Integrated Medical Education Resources: 130501P - OVERVIEW OF DATA MANAGEMENT AND DATA ANALYSIS

Presentation at a Training Program on Biostatistics for physician managers working in Public Health Administration, Qasim Province on May 1, 2013 by Professor Omar Hasan Kasule Sr MB ChB (MUK), MPH (Harvard), DrPH (Harvard). EM: omarkasule@yahoo.com

Data entry

Self-coding or pre-coded questionnaires are preferable. Data is input as text, multiple choice, numeric, date and time, and yes/no responses. In double entry techniques, 2 data entry clerks enter the same data and a check is made by computer on items on which they differ. Data in the computer can be checked manually against the original questionnaire. Interactive data entry enables detection and correction of logical and entry errors immediately.

Data editing

Data editing is the process of correcting data collection and data entry errors. The data is 'cleaned' using logical, statistical, range, and consistency checks. All values are at the same level of precision (number of decimal places) to make computations consistent and decrease rounding off errors. The kappa statistic is used to measure inter-rater agreement. Data editing identifies and corrects errors such as invalid or inconsistent values.

Data validation

Data is validated and its consistency is tested. The main data problems are missing data, coding and entry errors, inconsistencies, irregular patterns, digit preference, out-liers, rounding-off / significant figures, questions with multiple valid responses, and record duplication.

Data transformation

Data transformation is the process of creating new derived variables preliminary to analysis and includes mathematical operations such as division, multiplication, addition, or subtraction; mathematical transformations such as logarithmic, trigonometric, power, and z-transformations.

Preliminary data analysis

Data analysis consists of data summarization, estimation and interpretation. Simple manual inspection of the data is needed before statistical procedures. Preliminary examination consists of looking at tables and graphics. Descriptive statistics are used to detect errors, ascertain the normality of the data, and know the size of cells. Missing values may be imputed or incomplete observations may be eliminated.

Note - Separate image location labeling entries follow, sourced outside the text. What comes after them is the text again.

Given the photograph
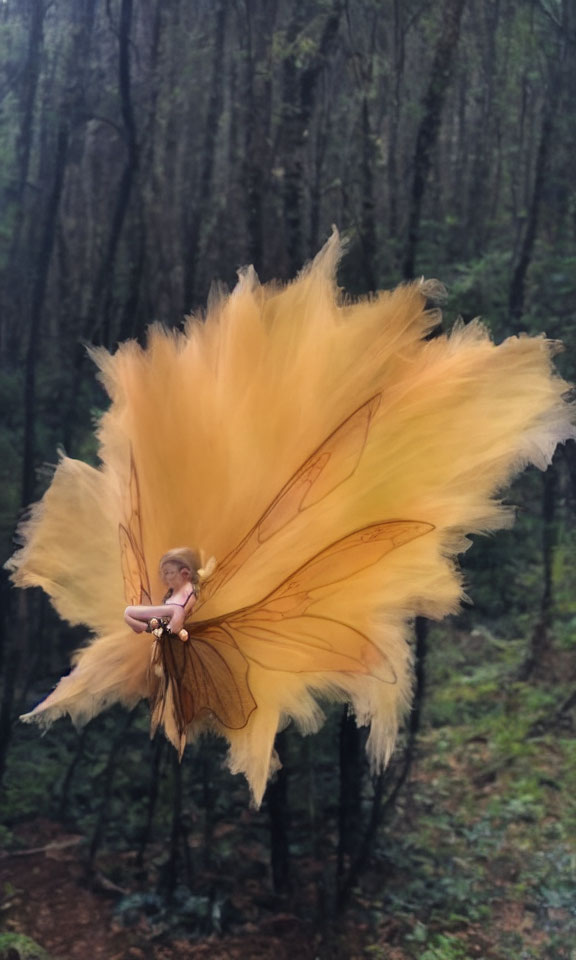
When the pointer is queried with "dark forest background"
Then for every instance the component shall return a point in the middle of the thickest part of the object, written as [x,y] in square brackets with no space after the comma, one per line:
[147,149]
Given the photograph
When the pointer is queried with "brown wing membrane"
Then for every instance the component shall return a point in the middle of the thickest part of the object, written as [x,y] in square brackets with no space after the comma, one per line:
[333,462]
[136,580]
[279,634]
[206,675]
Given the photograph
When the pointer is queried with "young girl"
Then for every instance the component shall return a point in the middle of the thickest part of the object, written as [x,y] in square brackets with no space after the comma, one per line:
[179,572]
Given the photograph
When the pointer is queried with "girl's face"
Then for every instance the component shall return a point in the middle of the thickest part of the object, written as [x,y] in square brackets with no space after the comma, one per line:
[174,575]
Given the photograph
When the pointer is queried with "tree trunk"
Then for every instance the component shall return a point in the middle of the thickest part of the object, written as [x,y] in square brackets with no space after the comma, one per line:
[430,124]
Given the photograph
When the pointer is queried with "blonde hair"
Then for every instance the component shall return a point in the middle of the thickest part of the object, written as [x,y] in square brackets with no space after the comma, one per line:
[183,557]
[191,560]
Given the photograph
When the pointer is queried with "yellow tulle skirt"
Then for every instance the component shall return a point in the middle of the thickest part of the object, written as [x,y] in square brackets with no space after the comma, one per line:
[331,459]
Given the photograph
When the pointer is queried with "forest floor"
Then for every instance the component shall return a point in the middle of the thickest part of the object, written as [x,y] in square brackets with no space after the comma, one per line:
[477,861]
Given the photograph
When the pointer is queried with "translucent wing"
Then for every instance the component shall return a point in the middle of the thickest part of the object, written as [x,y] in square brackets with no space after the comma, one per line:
[206,675]
[210,673]
[281,634]
[136,580]
[333,462]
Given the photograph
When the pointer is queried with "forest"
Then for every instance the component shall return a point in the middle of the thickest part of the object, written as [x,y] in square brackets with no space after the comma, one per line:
[148,150]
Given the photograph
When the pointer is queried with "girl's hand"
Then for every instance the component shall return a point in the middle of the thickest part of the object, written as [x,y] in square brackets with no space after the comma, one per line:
[176,620]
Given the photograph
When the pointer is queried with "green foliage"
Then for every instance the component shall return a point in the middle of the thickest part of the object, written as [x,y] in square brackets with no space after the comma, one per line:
[15,946]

Tests for association and effect

Tests for association, effect, or trend involve construction and testing of hypotheses. The tests for association are the t, chi-square, linear correlation, and logistic regression tests or coefficients.

The common effect measures Odds Ratio, Risk Ratio, Rate difference. Measures of trend can discover relationships that are not picked up by association and effect measures. The probability, likelihood, and regression models are used in analysis.

Analytic procedures and computer programs vary for continuous and discrete data, for person-time and count data, for simple and stratified analysis, for univariate, bivariate and multivariate analysis, and for polychotomous outcome variables. Procedures are different for large samples and small samples.